Selain langkah mitigasi, ia juga meminta BMKG agar memberikan informasi berdasarkan data yang akurat terkait dengan potensi terjadinya gempa megathrust itu. "Kita berharap pemerintah harus bijak dalam memberikan informasi," ucapnya.
Sementara itu, masyarakat pun harus bijak dalam menerima informasi. Ia mengimbau agar masyarakat tidak menerima begitu saja informasi mengenai gempa Megathrust dari pihak tidak terpercaya.
"Kita minta masyarakat juga harus bijak dalam menerima informasi ini," ucapnya.
Adapun, anggota Komisi VIII DPR RI My Esti Wijayati mengusulkan pemerintah agar menambah anggaran Badan Nasional Penanggulangan Bencana (BNPB) guna mengantisipasi apabila terjadi gempa megathrust.
"Kami cukup menyesalkan karena anggaran untuk BNPB ini hanya sekitar Rp1 triliun. Anggaran yang sangat rendah ketika kita bicara megathrust," kata Esti.
Menurutnya, penambahan anggaran juga diperlukan untuk membiayai edukasi kepada masyarakat dalam menghadapi gempa megathrust. "Kalau ini terjadi, masyarakat harus dilatih apa? Itu juga perlu anggaran yang kemudian memang harus kita siapkan. Bagaimana memberikan edukasi kepada masyarakat, mulai sekarang siapkan misalnya surat-surat berharga yang dimiliki masyarakat, harus ditempatkan di mana," kata dia menjelaskan.
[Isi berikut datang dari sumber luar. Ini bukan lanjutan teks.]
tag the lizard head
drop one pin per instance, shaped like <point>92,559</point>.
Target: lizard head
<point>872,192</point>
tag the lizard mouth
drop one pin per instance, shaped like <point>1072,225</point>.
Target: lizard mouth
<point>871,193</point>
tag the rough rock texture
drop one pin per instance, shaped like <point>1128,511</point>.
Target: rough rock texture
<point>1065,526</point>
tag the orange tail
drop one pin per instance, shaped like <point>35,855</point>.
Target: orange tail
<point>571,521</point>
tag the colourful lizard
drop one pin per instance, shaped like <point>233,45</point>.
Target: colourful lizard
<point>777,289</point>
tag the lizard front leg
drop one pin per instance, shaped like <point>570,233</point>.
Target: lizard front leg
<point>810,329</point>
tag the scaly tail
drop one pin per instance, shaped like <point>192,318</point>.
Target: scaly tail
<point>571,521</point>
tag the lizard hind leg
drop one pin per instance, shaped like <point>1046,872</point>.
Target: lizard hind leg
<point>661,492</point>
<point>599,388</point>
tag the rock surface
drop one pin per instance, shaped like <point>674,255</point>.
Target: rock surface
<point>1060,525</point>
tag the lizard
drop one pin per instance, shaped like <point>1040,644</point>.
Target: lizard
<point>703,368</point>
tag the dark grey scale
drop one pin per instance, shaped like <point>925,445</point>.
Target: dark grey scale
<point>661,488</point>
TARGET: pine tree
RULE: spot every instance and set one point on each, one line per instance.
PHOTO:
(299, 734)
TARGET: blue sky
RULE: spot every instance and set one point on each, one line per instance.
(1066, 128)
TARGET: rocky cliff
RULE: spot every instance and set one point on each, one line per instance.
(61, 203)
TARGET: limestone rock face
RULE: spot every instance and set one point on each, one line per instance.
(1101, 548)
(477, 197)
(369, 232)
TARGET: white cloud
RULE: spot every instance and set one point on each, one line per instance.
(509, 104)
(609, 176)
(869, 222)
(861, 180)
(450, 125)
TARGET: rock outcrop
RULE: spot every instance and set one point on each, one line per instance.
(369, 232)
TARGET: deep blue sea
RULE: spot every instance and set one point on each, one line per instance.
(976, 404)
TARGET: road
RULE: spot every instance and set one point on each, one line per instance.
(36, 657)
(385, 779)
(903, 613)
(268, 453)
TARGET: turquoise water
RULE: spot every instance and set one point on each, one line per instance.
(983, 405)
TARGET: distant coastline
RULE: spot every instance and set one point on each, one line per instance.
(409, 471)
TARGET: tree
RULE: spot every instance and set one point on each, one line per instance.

Ia berharap dengan adanya penambahan anggaran itu BNPB dan Badan Nasional Penanggulangan Bencana Daerah (BPBD) dapat bersinergi untuk mengedukasi masyarakat terkait mitigasi bencana hingga daerah pelosok. Dengan demikian, kata dia, saat bencana alam terjadi tidak timbul kepanikan hingga penanganan bencana tersebut selesai.